Acting CFTC Chairman Caroline Pham emphasized the need for the agency to adopt a forward-looking approach to evolving market structures. She stated, “The CFTC must take a forward-looking approach to shifts in market structure to ensure our markets remain vibrant and resilient while protecting all participants. One evolving trend is the move to 24/7, 24/6, or 24/5 trading hours.”
The request for public feedback comes at a time when market participants are increasingly advocating for more flexible trading windows. US equities exchanges are already expanding access, with the Securities and Exchange Commission approving 24 Exchange to operate nearly around the clock five days a week. Nasdaq has also announced similar plans, and brokers like Robinhood already offer 24-hour trading during the workweek.
In contrast, cryptocurrency exchanges have long provided continuous trading opportunities, allowing traders to buy and sell digital assets at any hour with high liquidity and real-time price discovery.
The CFTC is considering aligning traditional derivatives markets with this model, potentially increasing accessibility for global participants and improving responsiveness to macroeconomic events.
Additionally, the agency is evaluating the possibility of allowing perpetual futures contracts, a contract type widely used in crypto markets but currently unavailable to US traders. These contracts, known as “perps,” do not expire and are settled continuously throughout the day. Platforms like Coinbase have expressed interest in launching 24/7 and perpetual-style products in the US.

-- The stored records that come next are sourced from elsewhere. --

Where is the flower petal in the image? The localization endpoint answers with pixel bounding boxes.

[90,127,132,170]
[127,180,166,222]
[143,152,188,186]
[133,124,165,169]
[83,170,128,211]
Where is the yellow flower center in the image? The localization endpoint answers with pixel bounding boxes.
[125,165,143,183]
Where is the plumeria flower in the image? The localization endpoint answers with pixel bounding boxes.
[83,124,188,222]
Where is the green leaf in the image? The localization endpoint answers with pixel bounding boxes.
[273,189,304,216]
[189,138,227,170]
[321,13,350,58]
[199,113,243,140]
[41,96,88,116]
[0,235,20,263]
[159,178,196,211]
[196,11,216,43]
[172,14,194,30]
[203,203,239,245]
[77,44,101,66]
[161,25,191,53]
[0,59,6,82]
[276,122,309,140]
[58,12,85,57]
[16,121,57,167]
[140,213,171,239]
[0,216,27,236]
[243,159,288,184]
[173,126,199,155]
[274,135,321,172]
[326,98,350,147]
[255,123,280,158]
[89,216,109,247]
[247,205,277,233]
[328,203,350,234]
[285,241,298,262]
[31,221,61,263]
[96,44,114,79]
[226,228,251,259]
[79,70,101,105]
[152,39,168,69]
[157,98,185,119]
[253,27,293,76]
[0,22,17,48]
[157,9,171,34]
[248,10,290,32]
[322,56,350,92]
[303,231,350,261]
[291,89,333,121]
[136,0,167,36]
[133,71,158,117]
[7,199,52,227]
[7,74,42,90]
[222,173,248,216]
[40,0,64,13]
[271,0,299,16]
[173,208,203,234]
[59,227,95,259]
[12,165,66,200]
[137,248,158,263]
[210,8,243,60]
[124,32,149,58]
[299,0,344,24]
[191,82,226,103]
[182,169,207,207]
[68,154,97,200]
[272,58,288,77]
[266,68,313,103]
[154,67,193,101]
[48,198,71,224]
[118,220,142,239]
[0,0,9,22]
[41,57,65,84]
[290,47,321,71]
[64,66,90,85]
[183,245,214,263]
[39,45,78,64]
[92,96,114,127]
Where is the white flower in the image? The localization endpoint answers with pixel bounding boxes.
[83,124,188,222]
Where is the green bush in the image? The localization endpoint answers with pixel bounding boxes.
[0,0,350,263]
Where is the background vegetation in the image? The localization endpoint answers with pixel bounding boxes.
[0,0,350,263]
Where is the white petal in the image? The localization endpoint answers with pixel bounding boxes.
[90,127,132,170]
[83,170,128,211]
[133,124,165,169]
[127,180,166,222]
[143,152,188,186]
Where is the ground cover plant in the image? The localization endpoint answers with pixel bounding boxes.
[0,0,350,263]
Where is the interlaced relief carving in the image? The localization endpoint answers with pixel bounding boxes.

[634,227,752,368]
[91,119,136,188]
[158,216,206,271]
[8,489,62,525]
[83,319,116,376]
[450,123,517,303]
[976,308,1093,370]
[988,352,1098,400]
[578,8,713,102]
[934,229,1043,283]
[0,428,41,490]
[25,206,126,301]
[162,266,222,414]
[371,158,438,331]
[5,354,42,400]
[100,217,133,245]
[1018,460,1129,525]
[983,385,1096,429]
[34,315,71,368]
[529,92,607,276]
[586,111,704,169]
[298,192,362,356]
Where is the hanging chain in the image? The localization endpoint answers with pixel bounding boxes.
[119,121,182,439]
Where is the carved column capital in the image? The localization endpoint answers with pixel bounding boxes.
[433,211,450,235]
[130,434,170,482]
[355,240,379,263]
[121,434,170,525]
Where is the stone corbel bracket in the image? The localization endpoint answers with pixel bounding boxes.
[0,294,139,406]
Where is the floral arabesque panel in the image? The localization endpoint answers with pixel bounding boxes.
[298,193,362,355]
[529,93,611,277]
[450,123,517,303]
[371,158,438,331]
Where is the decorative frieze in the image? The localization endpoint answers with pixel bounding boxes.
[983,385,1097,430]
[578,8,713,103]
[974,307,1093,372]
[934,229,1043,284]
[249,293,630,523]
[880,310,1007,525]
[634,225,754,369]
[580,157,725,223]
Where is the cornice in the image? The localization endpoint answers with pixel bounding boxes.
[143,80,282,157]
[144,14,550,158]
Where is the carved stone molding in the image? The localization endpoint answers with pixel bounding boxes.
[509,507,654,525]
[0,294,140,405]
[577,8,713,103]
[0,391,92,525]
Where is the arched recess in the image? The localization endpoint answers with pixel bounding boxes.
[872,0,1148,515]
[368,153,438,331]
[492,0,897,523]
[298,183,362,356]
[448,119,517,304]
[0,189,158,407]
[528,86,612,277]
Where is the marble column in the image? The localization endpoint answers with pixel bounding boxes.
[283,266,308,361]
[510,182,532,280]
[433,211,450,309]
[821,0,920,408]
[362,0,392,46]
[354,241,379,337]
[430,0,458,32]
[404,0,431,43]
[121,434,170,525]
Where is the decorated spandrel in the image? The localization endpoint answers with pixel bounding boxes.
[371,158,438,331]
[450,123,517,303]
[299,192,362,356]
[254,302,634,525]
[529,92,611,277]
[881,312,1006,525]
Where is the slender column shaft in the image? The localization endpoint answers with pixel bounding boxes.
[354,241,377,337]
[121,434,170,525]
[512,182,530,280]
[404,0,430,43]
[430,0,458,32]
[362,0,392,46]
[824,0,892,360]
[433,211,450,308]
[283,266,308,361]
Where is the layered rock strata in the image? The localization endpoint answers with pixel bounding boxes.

Under the Trump administration, the CFTC is expected to expand its oversight of the digital asset market and take on a softer regulatory stance towards the crypto sector. However, the agency remains cautious about the risks associated with 24/7 trading and is seeking feedback on how it could impact trading, clearing, and risk management, with a focus on areas like market integrity, customer protection, and retail participation.
Comments on the proposal will be accepted until May 21, reflecting a broader trend towards easing oversight in commodity markets and modernizing financial infrastructure. The CFTC’s move to seek public input on creating a crypto-style 24/7 derivatives market marks a significant step towards aligning traditional markets with the innovative practices of the cryptocurrency sector.